To answer that question, we have to look a little deeper. In a binary classifier, you realize there are actually 2 ways you can be right and 2 ways you can be wrong.
The image below are the possible prediction outcomes. To understand False Positives, False Negatives, True Positives, and True Negatives please check out this link.
In your friend’s case, these are the definitions of TP, FP, FN, and TN
TP = You correctly predict a good movie for your friend (label = 1, prediction = 1)
TN = You correctly did not predict a bad movie for your friend (label = 0, prediction = 0)
FP = You incorrectly predict a bad movie for your friend. (label = 0, prediction = 1)
FN = You missed predicting a good movie for your friend. (label = 1, prediction =0)
An Economic Analysis
At this stage, we begin to build our economic layer. The first phase consists of 2 steps:
- List out all the benefits and costs associated with your model
- Measure the dollar value of each benefit and cost
In the movie solution you designed for your friend, let’s say that the cost of an FP was $20 for a movie ticket and 2 hours of wasted time. There were also some negative points for the emotional damage done, which you convert into a particular dollar amount — in this case $12. The benefit of getting a correct prediction was worth about $50 to your friend. Your friend also wouldn’t have felt that bad if they missed out on a movie that your app failed to recommend, which you interpret at $5.

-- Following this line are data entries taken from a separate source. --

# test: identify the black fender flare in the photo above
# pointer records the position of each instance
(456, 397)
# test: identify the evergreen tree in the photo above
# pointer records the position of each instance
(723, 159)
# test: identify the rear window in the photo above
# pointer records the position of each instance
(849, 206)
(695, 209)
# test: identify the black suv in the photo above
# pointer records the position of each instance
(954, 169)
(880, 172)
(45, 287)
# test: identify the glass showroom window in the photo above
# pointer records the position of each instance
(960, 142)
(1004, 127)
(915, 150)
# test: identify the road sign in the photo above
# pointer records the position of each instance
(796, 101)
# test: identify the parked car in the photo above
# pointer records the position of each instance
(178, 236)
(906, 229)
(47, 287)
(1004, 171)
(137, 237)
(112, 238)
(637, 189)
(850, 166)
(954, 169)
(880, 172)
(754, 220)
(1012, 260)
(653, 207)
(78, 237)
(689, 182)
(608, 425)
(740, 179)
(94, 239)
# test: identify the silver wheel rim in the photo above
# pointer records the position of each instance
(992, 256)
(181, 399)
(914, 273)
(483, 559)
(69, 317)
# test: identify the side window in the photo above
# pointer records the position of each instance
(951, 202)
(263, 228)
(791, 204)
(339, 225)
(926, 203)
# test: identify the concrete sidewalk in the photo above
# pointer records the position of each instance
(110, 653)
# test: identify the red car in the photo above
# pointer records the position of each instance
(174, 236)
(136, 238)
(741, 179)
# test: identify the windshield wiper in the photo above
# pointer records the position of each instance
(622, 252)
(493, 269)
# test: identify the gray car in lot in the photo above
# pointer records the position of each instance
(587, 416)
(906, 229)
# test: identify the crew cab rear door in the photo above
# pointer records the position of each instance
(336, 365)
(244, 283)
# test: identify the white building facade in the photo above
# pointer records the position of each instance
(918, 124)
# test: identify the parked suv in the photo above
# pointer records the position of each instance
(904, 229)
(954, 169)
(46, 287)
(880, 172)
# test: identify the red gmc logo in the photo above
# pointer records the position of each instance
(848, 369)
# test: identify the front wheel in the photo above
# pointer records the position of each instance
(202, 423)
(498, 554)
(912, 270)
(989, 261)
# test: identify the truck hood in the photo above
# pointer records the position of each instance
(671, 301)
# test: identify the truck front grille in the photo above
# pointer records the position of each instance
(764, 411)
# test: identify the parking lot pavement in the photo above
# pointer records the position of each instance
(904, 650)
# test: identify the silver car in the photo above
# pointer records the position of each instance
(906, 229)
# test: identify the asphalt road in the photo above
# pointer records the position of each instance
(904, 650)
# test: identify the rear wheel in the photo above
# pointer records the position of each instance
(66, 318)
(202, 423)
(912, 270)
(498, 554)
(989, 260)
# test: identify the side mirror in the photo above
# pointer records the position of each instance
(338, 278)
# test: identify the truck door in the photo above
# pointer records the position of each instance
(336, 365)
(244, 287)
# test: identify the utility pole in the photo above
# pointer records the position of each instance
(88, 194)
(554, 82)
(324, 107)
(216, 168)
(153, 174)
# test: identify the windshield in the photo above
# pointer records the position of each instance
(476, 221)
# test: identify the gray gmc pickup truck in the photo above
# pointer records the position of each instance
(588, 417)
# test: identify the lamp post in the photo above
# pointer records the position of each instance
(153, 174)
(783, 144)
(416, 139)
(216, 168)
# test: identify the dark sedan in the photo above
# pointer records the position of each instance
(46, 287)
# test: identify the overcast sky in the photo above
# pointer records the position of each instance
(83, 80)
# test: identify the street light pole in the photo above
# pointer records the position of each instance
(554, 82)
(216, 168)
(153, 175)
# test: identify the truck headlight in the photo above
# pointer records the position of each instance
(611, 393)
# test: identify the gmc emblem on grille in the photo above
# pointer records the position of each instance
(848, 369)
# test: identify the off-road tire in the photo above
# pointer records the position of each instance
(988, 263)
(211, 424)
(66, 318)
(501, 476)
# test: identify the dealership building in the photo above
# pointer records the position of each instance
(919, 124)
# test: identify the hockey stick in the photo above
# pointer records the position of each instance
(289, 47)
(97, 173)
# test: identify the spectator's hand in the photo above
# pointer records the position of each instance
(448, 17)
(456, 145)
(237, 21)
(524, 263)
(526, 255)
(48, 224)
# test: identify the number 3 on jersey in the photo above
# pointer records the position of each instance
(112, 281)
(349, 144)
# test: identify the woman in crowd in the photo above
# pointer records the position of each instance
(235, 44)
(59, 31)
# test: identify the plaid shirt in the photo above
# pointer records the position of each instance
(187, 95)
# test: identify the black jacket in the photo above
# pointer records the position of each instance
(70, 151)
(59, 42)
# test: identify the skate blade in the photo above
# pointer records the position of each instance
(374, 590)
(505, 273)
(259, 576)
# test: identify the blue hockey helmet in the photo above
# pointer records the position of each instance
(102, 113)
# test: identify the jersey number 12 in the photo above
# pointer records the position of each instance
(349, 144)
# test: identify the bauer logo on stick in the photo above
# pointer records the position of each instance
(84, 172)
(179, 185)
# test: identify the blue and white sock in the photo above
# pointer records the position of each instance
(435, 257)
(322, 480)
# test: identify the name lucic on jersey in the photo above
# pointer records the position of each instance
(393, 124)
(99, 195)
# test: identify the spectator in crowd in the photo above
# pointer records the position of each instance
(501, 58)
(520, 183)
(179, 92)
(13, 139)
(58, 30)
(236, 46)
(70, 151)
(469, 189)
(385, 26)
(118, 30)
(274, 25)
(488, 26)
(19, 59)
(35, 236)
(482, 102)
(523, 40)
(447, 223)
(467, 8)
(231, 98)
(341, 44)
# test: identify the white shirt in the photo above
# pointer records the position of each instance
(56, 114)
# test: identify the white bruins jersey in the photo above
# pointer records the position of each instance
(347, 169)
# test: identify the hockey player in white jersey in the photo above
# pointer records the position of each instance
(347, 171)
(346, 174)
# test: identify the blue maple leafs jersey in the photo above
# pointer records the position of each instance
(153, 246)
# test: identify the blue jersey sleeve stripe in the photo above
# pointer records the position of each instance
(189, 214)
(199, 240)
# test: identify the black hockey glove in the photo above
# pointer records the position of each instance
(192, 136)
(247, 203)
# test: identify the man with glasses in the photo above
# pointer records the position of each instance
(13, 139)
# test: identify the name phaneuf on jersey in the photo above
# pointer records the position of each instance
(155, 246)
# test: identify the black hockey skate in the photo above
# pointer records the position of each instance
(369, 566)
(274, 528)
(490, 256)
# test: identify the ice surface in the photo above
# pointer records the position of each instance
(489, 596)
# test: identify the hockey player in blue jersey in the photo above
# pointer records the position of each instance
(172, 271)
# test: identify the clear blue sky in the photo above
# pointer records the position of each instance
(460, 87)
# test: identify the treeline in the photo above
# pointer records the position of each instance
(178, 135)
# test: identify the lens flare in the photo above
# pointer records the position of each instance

Some of these costs are already in dollars so those are easier to break down. Others costs are harder since they are time and emotional costs, which you have to have a deep understanding of your friend (or customer) to quantify. After some hard work, you consolidate the above into the following definitions for your friend’s benefits and costs.
A = Time Spent= $10
B = Emotional damage of watching a bad movie= $50
C = Emotional damage of missing a good movie= $12
D = Emotional happiness of watching a good movie = $50
E = Emotional happiness of missing a bad movie = $5
F = Price of Movie Ticket = $20
This difficult exercise of finding and measuring different costs and benefits and then translating it to a single interpretable currency is the missing but essential step to build your utility optimization layer.
You now construct a function to tie your friend’s quantified costs and benefits back to the classification outcomes. To keep the equations simple, we are adding the variable labels (A, B, C, etc) defined in the above equations. In this phase, we add up the different benefits and costs to create dollar values for each classification outcome.
For example, False Positive is $80 because you add the price of a movie ticket, the 2 hours of time spent watching the movie, and the emotional damage of watching a bad movie. True Positive is $10 because it was worth $50 to your friend to watch that movie but they spent $40 worth of time and money. To keep things very simple, we assume that every movie is 2 hours.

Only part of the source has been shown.